We like to plant sunchokes in the fall for deer on our land. The deer love to eat them, and the plants provide great nutrition for them. And of course, well fed deer mean healthy protein for us.

tall stalks and flowers of jerusalem artichokes

Actually, deer are not the only animals that benefit from Jerusalem artichokes. According to one study, a syrup form of the root benefited broiler chickens in several ways. It stimulated the chickens’ growth, and it also had a protective antibiotic effect.

When Do I Plant Jerusalem Artichokes?

The best planting time will depend on your growing region. However, you should plant Jerusalem artichokes 6-8 weeks before the last frost for your area. They need about 18-20 weeks frost free. They will flower around August and September, and then you can harvest them in the fall.

In colder zones, you can plant sunchokes as a perennial. They grow best in mild environments like zones 7-11. You can look up your plant hardiness zone by zip code on the USDA map here.

How To Plant Jerusalem Artichokes

Remember, Jerusalem artichokes are a hardy plant, and they will grow like crazy! So make sure to plant them away from other vegetables and plants because otherwise, they can take over. Besides, the blooms will look lovely in a bed of their own.

cluster of tall yellow sunchokes against blue sky

If you want to make sure the plant won’t be invasive, there’s a simple solution: just cut the flowers off before the seeds develop.

What Kind of Soil Do Sunchokes Need?

Soil-wise, sunchokes prefer alkaline soil. Generally, they grow best in fertile, well drained but well mulched soil.  To prepare for planting, you can fertilize in midsummer with a top dressing of compost.
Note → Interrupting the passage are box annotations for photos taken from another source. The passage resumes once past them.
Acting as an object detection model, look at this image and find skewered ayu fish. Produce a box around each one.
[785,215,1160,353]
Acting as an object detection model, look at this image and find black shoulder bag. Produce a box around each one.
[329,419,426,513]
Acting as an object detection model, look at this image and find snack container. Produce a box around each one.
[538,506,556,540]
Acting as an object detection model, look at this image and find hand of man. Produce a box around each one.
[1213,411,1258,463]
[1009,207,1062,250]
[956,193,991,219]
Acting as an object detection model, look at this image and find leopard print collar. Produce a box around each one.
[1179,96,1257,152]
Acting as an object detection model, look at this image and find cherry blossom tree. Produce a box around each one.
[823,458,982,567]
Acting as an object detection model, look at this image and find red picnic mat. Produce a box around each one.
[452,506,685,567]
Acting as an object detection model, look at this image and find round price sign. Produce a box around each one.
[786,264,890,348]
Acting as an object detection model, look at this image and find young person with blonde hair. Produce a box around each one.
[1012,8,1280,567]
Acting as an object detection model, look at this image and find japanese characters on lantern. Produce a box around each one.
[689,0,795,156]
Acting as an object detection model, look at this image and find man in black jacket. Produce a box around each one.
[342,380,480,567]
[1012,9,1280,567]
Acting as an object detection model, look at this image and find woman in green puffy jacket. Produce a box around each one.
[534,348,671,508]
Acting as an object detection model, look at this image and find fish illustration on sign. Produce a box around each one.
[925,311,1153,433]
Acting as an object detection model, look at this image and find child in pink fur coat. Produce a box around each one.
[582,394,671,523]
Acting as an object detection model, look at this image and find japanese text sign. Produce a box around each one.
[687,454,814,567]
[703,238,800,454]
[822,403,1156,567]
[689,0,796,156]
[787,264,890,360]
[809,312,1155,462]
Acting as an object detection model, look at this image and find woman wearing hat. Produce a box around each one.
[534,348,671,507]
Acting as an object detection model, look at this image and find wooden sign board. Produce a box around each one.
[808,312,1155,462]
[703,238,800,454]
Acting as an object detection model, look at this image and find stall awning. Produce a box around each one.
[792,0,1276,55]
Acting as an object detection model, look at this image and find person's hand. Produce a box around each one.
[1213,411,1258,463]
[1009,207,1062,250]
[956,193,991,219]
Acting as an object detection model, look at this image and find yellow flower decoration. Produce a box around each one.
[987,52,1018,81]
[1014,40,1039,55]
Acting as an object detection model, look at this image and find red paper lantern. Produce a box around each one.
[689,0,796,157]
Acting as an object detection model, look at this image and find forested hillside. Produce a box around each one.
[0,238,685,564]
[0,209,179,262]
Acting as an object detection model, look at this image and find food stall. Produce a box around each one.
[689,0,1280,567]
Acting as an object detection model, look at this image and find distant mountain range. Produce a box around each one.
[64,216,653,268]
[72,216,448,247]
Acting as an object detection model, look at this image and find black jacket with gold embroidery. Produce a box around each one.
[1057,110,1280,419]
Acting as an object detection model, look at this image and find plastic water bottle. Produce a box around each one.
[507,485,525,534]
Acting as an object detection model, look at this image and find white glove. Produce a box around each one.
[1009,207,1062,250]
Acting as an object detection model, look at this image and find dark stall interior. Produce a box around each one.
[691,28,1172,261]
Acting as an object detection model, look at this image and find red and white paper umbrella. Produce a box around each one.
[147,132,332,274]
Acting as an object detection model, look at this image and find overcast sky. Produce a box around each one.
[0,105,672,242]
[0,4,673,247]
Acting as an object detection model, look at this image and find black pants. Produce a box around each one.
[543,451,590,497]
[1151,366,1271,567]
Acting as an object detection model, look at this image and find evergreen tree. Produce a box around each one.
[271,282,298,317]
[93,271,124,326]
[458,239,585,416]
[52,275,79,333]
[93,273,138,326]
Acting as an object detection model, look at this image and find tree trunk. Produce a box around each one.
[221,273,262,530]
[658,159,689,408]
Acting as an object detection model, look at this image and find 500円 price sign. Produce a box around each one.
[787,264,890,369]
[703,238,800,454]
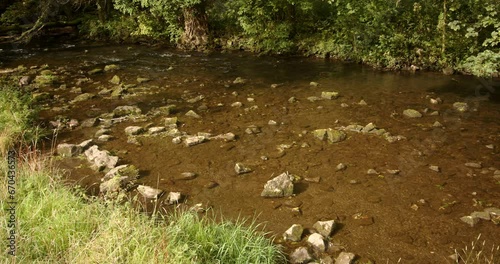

Do Sunchokes Need Full Sun?

Light-wise, the Jerusalem artichoke grows well in full sun to partial shade.

On to the Planting

The planting part is pretty straightforward! You should plant Jerusalem artichoke seeds about 3 inches apart and 3 inches down.

However, if you are planting tubers instead of seeds, they will need to be farther apart—at least 1 foot. Plant them a little deeper than the seeds, about 4-6 inches. Be sure that each piece of tuber that you’re planting has at least one “eye.”

When and How to Harvest 

Harvest your sunchokes before the buds open, when they are still tight and firm and about 3 inches in diameter. The plant should be beginning to brown. Once you’ve harvested the tuber, cut away the dying plant.

Note: The skin of the roots is fairly delicate, so be sure to dig deep enough not to cut into the root.

You can harvest your Jerusalem artichokes all winter until they begin to sprout in the spring.

two hands full of freshly dug Jerusalem artichokes

Can I Grow Jerusalem Artichokes in Containers?

Yes, you can! And actually, container growing is a good way to keep them from taking over your garden. Here’s how:

  1. Make sure you have enough tuber pieces with the eyes for planting. Also, figure on using a separate 5-gallon container for each tuber. 
  2. Mix equal parts garden soil and potting soil or compost in a really large container. A wheelbarrow works! 
  3. Then fill your containers with soil, up to about 2 inches from the top. Plant the tubers 4-6 inches deep, as you would if you were planting in your garden.
  4. Place each container in a sunny spot and water once a week.

Can I Plant Jerusalem Artichokes from the Grocery Store?

Yep, you can! It’s best to start with organic sunchokes if possible.